Sur la période allant d'octobre 2022 à juin 2023, les investisseurs obligataires ont eu intérêt à allonger la duration de leurs investissements. Les performances parlent d'elles-mêmes. Les bons du Trésor américain émis pour une période de 7 à 10 ans ont vu leurs prix s'apprécier de 6.7%, contre 1.7% pour ceux comportant des maturités allant de 1 à 3 ans (cf. Fig. 5). La probabilité d'une hausse des rendements étant très faible, la duration devrait continuer de porter ses fruits d'ici la fin de l'année (cf. Fig. 6).

Si le contexte d'investissement semble favorable aux obligations, en particulier par rapport aux actions (cf. Fig. 7), le parcours risque toutefois d'être sinueux. Le régime de volatilité des obligations a profondément changé au cours des deux dernières années (cf. Fig. 8). Habituellement, plus on avance dans le resserrement des taux directeurs, plus l'incertitude sur son amplitude tend à diminuer. Cette fois-ci est exceptionnelle dans la mesure où l'inflation croît à un rythme inédit et que les banques centrales donnent le sentiment d'être en retard dans leurs efforts pour l'endiguer. La volatilité, mesurée par l'indice MOVE, s'est déjà réduite depuis la crise des banques régionales américaines en mars et elle devrait continuer de reculer, mais elle restera structurellement plus élevée que lors de la dernière décennie.

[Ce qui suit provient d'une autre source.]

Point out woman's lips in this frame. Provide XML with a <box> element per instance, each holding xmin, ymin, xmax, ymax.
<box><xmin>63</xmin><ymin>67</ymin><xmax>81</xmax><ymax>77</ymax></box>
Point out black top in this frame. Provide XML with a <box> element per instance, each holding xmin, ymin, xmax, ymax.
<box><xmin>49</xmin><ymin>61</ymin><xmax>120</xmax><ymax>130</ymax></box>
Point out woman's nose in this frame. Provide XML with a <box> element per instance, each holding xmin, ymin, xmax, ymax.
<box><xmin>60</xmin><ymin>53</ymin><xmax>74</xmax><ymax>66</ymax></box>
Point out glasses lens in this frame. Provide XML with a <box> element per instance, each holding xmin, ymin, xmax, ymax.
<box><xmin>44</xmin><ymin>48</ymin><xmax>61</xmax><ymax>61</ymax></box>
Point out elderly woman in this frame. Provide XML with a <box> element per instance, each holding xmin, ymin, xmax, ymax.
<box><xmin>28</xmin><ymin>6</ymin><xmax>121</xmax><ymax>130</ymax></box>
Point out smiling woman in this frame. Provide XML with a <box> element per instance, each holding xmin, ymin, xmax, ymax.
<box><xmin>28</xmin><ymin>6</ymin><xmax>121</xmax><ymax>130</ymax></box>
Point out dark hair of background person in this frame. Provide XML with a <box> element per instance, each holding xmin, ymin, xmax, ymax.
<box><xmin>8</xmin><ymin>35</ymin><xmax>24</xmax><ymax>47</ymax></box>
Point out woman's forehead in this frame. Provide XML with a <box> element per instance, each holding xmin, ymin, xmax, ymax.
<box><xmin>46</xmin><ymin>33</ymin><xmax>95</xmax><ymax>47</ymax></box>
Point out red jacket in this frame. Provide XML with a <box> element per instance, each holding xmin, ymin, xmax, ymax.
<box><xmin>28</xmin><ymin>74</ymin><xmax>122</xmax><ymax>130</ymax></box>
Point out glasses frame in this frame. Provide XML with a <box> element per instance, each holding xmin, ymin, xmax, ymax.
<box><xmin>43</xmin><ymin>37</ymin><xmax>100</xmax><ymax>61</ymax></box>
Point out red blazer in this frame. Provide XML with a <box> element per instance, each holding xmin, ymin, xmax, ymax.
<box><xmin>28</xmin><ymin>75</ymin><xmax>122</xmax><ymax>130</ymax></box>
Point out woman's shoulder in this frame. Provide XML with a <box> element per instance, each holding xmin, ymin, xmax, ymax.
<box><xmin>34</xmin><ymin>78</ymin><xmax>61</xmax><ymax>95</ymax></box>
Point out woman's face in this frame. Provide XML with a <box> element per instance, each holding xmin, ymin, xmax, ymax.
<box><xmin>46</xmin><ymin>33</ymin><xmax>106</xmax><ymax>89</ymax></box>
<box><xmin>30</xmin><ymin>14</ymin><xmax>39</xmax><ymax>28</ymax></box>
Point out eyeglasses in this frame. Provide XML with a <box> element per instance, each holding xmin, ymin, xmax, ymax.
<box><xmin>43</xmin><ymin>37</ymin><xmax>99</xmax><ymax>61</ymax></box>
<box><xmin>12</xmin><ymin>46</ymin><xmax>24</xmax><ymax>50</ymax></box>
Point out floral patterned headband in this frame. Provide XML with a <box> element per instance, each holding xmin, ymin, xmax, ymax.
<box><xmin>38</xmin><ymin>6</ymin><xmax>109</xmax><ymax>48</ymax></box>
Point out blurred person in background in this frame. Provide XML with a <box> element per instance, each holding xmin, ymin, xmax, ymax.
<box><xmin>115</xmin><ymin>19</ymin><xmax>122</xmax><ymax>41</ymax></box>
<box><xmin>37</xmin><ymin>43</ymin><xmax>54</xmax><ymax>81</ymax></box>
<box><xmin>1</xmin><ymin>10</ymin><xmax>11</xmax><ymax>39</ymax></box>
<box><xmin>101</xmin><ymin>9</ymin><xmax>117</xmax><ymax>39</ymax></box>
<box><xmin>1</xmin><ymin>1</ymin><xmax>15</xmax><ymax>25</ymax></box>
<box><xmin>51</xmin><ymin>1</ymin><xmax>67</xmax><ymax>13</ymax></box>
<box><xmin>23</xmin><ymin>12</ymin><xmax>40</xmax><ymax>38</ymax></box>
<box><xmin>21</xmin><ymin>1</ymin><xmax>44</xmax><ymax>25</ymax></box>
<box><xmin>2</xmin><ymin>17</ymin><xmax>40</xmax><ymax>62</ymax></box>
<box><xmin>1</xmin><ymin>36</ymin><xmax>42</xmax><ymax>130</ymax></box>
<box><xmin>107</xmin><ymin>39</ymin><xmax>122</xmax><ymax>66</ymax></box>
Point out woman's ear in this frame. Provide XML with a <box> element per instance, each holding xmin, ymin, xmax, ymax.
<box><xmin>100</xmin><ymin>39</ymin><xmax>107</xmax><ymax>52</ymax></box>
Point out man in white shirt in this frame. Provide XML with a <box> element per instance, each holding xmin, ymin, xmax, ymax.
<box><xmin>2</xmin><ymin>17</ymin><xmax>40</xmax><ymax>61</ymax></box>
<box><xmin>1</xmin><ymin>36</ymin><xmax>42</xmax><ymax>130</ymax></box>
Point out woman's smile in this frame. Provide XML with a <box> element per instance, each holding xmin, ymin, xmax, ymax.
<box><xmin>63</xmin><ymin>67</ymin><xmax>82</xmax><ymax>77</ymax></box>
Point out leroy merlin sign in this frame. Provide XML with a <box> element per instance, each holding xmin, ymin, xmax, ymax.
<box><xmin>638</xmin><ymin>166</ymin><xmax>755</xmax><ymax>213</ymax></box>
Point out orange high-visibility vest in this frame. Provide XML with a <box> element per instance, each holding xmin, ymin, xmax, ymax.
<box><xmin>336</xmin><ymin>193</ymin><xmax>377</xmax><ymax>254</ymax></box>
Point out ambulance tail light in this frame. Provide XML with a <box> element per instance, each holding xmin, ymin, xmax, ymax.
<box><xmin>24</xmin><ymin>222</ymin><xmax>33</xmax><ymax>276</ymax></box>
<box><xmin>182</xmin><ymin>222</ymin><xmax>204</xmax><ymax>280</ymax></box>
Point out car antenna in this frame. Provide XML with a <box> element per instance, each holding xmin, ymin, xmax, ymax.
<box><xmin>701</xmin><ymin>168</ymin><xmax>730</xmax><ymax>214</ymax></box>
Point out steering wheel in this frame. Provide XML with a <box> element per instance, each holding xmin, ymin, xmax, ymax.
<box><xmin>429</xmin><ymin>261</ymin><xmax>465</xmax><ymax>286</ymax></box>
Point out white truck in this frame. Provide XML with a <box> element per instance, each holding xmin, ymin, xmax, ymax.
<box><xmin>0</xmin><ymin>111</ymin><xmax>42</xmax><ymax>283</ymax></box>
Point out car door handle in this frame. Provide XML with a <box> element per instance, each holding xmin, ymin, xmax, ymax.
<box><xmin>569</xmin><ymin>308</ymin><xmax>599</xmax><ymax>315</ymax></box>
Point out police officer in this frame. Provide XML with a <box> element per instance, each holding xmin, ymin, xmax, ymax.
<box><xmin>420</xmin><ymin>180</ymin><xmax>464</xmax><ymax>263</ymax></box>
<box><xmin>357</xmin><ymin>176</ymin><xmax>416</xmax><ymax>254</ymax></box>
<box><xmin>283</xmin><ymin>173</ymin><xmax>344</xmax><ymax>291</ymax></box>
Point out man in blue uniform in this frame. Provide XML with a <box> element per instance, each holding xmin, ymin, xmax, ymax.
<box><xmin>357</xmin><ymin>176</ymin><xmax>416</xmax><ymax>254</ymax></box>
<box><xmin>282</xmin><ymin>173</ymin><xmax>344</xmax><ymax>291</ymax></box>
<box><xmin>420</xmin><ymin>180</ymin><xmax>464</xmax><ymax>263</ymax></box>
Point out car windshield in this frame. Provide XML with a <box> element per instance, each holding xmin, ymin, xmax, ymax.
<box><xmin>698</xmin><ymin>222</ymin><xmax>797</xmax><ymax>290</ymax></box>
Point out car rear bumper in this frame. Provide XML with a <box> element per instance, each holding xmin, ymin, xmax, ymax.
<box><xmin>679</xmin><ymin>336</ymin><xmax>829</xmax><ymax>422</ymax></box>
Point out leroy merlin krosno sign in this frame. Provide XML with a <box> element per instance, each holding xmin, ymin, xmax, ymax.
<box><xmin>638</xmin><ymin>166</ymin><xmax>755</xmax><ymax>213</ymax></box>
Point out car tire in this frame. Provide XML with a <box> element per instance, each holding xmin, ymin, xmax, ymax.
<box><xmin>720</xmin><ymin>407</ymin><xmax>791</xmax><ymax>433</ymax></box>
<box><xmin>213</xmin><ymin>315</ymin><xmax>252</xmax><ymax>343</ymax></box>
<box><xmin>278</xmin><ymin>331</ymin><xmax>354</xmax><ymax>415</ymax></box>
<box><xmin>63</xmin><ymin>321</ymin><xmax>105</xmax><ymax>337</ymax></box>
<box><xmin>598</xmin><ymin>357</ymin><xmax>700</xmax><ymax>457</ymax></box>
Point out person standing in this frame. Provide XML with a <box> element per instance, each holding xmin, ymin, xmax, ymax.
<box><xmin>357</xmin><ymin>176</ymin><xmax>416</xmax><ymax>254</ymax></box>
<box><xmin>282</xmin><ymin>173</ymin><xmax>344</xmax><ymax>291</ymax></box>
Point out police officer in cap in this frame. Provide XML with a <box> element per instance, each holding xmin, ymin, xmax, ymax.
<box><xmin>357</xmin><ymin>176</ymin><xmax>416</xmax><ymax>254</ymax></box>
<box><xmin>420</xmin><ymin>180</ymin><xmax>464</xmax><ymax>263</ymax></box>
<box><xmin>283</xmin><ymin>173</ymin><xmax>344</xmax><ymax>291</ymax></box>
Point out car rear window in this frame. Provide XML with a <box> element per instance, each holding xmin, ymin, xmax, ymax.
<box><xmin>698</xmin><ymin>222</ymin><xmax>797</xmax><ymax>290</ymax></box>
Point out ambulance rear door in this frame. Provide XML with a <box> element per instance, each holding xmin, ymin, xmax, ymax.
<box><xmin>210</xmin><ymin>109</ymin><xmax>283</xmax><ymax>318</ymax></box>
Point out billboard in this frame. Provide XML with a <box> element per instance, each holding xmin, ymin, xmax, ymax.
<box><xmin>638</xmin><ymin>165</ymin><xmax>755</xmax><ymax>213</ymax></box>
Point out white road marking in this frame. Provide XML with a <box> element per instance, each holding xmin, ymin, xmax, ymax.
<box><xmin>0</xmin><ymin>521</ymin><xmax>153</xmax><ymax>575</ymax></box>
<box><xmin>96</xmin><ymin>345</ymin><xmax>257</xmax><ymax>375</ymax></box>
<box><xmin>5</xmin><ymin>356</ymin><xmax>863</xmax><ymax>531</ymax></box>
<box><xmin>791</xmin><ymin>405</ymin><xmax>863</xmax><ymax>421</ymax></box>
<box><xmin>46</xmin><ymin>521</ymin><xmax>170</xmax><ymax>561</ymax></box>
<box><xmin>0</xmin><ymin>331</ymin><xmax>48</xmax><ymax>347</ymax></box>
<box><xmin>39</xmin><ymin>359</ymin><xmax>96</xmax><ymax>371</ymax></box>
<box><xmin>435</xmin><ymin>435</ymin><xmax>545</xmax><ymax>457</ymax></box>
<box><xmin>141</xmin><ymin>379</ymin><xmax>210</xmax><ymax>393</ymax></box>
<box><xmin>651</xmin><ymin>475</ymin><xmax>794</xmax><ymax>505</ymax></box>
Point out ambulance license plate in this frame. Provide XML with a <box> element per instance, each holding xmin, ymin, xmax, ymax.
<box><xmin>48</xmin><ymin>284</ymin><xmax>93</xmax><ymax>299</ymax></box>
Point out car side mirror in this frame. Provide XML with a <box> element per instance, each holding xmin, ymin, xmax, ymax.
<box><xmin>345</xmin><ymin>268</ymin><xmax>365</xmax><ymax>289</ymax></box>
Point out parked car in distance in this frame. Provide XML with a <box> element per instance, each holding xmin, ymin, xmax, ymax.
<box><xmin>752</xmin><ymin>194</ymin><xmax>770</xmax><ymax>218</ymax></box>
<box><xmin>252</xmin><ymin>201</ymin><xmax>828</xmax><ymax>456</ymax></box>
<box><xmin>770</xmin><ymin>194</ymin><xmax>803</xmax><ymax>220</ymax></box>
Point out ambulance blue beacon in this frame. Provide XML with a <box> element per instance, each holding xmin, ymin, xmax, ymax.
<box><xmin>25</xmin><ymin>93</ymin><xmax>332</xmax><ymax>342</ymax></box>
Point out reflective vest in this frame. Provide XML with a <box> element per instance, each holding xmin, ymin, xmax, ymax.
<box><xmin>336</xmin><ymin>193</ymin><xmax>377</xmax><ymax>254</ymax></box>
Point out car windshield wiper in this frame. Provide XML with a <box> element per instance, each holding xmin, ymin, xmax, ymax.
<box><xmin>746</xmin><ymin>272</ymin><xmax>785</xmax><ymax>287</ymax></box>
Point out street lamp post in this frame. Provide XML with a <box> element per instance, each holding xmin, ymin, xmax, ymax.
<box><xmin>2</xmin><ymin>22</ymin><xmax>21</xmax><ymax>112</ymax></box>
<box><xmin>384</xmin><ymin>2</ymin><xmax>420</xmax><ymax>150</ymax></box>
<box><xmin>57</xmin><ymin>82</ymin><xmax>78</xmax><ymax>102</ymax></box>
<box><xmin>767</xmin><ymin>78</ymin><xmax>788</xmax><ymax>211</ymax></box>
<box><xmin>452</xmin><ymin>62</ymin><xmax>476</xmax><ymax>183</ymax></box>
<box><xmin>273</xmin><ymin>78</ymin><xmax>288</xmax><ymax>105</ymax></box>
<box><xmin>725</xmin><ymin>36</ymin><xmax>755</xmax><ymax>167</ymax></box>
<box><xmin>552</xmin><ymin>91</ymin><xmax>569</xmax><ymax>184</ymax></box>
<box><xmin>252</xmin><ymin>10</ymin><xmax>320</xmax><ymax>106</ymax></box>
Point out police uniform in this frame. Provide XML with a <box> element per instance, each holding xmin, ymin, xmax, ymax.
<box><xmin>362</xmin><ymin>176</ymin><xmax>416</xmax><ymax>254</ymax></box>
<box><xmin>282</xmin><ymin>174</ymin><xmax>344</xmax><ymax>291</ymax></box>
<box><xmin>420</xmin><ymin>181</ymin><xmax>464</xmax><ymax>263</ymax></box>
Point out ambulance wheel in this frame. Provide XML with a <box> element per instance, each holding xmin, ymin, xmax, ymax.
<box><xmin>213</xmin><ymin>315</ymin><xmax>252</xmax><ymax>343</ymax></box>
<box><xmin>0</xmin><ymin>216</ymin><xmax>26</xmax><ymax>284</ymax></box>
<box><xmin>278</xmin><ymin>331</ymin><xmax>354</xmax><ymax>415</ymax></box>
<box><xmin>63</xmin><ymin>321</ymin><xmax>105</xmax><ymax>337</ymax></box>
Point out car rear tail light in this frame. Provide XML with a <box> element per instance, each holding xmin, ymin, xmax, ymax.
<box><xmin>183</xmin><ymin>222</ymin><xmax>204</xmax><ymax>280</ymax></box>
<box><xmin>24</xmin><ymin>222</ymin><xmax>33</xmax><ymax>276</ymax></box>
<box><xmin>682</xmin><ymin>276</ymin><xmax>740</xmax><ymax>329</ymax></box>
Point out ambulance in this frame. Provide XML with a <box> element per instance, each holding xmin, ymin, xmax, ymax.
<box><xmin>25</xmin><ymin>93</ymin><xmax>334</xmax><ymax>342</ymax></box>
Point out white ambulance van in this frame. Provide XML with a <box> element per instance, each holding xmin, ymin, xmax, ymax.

Sur le marché des obligations d'entreprises, les risques seront probablement plus importants. Au cours des dernières années, de nombreuses entreprises mal notées ont émis des prêts à effet de levier avec des intérêts flottants. Lorsque les taux courts avoisinaient 0%, tout allait pour le mieux. Mais après 500 points de base de hausse en 15 mois, les paiements d'intérêts pour ces prêts ont grimpé en flèche. Des fissures commencent à apparaître. La progression du nombre de faillites (cf. Fig. 9) entraînera l'écartement des spreads entre les rendements demandés pour ce type de prêts et les obligations souveraines, considérées comme un actif sans risque. Au vu de la volatilité actuelle, ces spreads pourraient doubler (cf. Fig. 10). Les investisseurs préféreront donc les obligations Treasuries aux obligations Corporates.

Conclusion

Cela fait déjà huit mois que les obligations délivrent de très belles performances. Au vu des perspectives économiques et monétaires qui se dessinent, les investissements à revenu fixe constituent toujours "l'opportunité du siècle". Dans la phase actuelle, les investisseurs privilégient les obligations souveraines aux obligations d'entreprises et cherchent à allonger la duration. La courbe des rendements étant fortement inversée, les stratégies de pentification seront très prochainement plébiscitées.